Russia’s Ministry of Justice has issued a bizarre new diktat barring prisoners from swearing while incarcerated at pre-trial detention centres.

The Moscow-based Inferfax news agency reported that a profanity-laden prison slang known as fenya is now prohibited, although it wasn’t clear what punishments convicts would face if they continued cursing. 

The decree is in keeping with Vladimir Putin’s hatred for swearing, which last year saw him ban all profanity on Russian TV, film, theatre and newspapers.  Those moves were widely interpreted as Putin’s attempt to encourage Russians to adopt family values influenced by Russian Orthodox Christianity

The latest ban is not Putin’s first attempt to stamp out fenya. In 2013 prison guards were barred from using the decades-old criminal slang, which the Ministry of Justice described as being “threatening”, “insulting” and “defamatory”.

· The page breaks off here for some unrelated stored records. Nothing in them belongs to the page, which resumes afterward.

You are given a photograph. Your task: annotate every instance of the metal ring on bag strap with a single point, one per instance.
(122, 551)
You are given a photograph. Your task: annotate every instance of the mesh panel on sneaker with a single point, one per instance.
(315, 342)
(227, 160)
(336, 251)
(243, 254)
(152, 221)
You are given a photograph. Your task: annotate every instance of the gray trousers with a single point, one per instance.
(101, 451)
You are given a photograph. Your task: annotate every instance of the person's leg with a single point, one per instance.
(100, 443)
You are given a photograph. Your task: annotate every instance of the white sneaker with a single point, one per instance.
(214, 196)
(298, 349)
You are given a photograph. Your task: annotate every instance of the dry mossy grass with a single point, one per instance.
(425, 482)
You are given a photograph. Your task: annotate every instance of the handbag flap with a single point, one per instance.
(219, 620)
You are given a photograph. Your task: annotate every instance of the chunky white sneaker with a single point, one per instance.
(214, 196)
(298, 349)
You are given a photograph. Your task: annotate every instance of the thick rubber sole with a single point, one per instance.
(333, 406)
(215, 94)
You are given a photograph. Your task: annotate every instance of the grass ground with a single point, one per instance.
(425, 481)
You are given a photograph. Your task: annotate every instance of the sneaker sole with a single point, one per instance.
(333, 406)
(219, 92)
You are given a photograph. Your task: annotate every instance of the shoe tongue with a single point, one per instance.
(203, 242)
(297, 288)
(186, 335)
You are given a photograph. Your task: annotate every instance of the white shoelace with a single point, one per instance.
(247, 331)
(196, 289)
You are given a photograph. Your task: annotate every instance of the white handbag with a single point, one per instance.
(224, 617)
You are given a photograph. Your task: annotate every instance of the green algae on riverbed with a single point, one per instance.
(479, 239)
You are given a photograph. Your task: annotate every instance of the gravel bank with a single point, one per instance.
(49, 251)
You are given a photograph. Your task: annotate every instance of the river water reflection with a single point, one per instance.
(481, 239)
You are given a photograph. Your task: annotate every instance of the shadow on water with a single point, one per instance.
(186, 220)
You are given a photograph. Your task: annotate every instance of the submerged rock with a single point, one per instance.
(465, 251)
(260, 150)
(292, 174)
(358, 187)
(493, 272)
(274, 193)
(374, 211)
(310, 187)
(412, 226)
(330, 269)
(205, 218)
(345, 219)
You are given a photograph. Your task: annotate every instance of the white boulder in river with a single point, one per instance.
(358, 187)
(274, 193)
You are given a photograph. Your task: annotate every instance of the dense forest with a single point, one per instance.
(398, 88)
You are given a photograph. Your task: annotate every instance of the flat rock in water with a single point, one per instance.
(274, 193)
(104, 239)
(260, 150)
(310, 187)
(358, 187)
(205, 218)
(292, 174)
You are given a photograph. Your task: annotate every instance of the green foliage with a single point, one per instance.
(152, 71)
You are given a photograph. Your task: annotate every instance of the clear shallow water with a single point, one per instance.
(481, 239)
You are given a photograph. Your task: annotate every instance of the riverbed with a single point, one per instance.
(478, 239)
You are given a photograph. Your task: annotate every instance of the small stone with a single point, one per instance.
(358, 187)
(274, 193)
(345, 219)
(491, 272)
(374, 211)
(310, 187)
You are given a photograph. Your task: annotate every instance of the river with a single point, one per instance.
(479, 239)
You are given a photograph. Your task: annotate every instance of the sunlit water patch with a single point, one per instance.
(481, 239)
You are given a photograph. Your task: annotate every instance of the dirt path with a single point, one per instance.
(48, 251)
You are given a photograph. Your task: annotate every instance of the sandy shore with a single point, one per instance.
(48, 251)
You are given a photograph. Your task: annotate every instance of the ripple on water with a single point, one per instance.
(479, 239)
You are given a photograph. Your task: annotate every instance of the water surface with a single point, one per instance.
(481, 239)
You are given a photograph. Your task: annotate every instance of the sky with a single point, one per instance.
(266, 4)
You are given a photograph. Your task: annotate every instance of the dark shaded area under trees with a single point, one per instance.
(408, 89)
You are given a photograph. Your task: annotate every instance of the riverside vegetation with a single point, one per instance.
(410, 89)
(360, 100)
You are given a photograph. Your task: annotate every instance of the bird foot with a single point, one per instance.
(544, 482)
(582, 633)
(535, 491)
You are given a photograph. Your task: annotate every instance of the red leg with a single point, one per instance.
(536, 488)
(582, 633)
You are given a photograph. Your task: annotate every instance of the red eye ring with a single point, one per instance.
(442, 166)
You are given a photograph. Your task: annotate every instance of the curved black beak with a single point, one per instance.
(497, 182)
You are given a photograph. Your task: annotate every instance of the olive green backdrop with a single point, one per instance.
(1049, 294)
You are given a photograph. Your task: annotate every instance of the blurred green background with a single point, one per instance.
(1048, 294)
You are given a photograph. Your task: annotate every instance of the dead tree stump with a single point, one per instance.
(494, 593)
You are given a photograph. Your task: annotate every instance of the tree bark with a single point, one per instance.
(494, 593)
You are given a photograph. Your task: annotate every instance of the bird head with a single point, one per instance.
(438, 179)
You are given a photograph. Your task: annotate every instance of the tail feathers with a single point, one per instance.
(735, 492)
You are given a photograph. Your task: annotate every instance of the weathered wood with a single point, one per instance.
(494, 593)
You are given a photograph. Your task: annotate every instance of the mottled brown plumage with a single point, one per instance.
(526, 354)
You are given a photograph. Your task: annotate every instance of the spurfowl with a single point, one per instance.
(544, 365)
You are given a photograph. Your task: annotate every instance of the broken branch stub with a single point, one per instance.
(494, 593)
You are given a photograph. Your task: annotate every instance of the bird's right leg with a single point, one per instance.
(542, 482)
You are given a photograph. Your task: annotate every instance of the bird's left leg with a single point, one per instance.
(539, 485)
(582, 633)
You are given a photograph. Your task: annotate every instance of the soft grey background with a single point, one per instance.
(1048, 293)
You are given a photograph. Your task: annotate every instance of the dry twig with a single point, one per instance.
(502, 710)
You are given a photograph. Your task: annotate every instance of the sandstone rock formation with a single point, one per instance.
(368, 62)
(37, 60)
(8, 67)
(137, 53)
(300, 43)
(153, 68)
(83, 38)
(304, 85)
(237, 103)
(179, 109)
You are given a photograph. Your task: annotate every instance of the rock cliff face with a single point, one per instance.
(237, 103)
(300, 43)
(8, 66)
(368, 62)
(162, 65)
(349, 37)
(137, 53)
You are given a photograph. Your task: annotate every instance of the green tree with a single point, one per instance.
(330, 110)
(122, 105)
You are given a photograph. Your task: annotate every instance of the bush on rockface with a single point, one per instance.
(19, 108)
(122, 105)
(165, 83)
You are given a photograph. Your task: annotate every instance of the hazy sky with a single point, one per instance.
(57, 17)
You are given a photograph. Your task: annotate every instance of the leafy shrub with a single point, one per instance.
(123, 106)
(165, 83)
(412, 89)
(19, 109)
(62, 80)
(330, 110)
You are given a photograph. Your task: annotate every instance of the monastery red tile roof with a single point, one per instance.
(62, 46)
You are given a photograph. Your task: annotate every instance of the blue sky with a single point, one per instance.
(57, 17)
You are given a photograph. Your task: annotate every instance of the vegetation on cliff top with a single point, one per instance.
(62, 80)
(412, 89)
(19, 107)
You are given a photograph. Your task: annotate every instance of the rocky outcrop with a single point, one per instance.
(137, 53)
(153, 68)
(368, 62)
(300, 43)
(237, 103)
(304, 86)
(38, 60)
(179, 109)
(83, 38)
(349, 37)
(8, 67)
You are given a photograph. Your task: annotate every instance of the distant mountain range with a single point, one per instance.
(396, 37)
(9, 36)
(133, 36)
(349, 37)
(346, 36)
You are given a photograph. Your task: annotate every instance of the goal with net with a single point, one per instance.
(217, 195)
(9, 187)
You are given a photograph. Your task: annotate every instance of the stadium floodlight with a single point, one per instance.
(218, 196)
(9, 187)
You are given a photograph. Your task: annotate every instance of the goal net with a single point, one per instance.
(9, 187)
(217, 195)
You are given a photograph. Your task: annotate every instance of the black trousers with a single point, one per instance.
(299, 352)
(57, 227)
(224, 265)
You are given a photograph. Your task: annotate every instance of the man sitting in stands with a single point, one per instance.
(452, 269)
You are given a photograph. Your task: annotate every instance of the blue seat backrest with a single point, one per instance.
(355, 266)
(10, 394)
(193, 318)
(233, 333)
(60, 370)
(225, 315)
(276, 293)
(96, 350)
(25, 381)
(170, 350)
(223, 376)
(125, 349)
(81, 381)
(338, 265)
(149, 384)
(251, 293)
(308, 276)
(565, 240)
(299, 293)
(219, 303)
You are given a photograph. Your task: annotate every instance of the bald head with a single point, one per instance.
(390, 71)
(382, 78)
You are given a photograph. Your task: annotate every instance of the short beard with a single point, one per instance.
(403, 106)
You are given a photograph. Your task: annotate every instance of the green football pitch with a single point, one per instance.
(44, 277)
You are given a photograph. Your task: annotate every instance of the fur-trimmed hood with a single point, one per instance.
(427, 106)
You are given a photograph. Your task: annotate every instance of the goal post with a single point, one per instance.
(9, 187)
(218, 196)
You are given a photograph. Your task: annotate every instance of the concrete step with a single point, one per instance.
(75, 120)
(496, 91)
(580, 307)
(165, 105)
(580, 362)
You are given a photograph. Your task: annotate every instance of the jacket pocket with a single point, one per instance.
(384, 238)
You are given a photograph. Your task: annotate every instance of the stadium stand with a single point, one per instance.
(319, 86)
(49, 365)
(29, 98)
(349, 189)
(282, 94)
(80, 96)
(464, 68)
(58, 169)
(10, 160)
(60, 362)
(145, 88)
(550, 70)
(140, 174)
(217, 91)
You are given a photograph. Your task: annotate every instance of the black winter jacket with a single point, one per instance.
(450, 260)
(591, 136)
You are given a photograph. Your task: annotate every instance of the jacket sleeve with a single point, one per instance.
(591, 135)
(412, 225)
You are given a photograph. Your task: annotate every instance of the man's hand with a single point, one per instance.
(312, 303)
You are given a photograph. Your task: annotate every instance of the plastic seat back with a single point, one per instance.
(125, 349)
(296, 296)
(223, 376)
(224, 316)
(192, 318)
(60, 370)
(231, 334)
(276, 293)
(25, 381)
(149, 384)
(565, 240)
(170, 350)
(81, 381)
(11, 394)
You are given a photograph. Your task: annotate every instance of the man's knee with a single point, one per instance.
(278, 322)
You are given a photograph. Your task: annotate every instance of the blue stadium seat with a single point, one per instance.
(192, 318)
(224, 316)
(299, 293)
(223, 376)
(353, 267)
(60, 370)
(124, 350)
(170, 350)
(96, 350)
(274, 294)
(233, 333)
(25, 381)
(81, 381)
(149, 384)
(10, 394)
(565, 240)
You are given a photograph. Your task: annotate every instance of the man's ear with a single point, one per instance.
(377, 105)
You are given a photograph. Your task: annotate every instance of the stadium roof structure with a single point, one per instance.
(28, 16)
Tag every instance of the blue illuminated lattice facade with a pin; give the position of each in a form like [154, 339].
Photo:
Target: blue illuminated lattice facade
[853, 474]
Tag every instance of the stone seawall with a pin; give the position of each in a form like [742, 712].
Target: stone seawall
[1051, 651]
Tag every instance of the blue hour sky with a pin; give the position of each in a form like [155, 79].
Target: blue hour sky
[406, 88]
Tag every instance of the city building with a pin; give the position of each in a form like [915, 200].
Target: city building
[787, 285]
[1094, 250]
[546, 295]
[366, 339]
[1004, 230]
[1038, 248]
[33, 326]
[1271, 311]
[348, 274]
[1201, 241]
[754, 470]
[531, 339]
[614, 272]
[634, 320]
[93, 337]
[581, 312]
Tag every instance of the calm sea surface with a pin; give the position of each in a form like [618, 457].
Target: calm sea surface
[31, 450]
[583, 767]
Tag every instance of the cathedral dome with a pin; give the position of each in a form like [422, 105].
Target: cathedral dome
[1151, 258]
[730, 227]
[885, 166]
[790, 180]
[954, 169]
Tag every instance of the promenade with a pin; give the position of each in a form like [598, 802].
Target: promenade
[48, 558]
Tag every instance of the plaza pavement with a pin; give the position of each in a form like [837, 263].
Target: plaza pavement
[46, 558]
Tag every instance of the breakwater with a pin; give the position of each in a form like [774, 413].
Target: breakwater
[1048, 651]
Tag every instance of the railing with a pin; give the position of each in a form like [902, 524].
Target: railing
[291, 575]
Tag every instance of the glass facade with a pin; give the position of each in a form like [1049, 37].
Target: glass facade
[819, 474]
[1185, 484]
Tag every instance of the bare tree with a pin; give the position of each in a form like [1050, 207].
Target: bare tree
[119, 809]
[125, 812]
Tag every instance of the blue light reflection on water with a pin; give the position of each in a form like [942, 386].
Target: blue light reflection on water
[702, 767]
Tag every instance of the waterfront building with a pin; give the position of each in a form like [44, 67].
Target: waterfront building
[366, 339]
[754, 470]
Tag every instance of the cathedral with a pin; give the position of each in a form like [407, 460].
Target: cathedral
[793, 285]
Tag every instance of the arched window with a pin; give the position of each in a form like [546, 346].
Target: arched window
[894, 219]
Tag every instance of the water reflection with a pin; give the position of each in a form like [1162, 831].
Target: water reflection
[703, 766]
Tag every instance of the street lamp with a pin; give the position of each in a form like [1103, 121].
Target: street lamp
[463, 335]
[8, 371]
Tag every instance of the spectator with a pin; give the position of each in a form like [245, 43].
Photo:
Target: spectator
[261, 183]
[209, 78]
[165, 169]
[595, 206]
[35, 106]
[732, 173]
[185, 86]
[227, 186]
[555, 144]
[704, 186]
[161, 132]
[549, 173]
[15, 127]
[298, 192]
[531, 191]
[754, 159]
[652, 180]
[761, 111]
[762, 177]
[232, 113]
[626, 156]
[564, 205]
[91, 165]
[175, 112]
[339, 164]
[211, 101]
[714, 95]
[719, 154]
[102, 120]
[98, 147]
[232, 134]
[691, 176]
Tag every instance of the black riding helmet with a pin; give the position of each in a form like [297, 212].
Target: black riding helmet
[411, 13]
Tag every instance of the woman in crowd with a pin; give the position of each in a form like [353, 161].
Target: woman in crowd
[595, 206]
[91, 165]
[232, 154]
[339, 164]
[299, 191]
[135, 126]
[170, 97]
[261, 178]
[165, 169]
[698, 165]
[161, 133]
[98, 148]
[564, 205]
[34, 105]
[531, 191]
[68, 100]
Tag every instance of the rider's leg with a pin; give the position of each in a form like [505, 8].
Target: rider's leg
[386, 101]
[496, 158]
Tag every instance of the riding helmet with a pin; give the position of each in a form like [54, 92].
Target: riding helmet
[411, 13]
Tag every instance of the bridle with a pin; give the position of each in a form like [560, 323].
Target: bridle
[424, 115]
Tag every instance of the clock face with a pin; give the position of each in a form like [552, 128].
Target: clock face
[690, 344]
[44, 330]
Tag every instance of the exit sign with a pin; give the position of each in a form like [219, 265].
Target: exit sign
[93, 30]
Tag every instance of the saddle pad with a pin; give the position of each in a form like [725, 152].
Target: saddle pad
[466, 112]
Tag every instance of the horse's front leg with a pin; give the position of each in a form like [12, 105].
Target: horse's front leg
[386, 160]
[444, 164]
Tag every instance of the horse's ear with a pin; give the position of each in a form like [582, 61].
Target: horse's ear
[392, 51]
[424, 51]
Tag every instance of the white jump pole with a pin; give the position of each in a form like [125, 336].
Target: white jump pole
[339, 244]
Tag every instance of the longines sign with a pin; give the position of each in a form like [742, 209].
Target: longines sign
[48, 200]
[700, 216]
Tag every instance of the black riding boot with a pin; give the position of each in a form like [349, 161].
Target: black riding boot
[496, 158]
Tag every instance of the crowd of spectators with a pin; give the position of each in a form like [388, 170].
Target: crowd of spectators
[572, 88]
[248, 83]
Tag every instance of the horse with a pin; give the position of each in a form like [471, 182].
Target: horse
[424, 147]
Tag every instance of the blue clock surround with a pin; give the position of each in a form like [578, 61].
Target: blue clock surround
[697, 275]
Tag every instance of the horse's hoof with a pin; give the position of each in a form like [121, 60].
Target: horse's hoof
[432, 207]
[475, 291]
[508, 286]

A 2002 report in The Moscow Times revealed how fenya had been in existence for at least several decades, although its origins remained a mystery.

“Fenya is the language of the camps and prisons. Developed over decades, it is made up of thousands of words and expressions that describe everything from a corpse [zhmurik] to a scam [kinut],” the report says.

“As the zeks [prisoners] left the zone, they took their language with them, and fenya has infiltrated standard Russian to the point that many speakers don't even know the unsavory derivations of the words they are using,” it adds.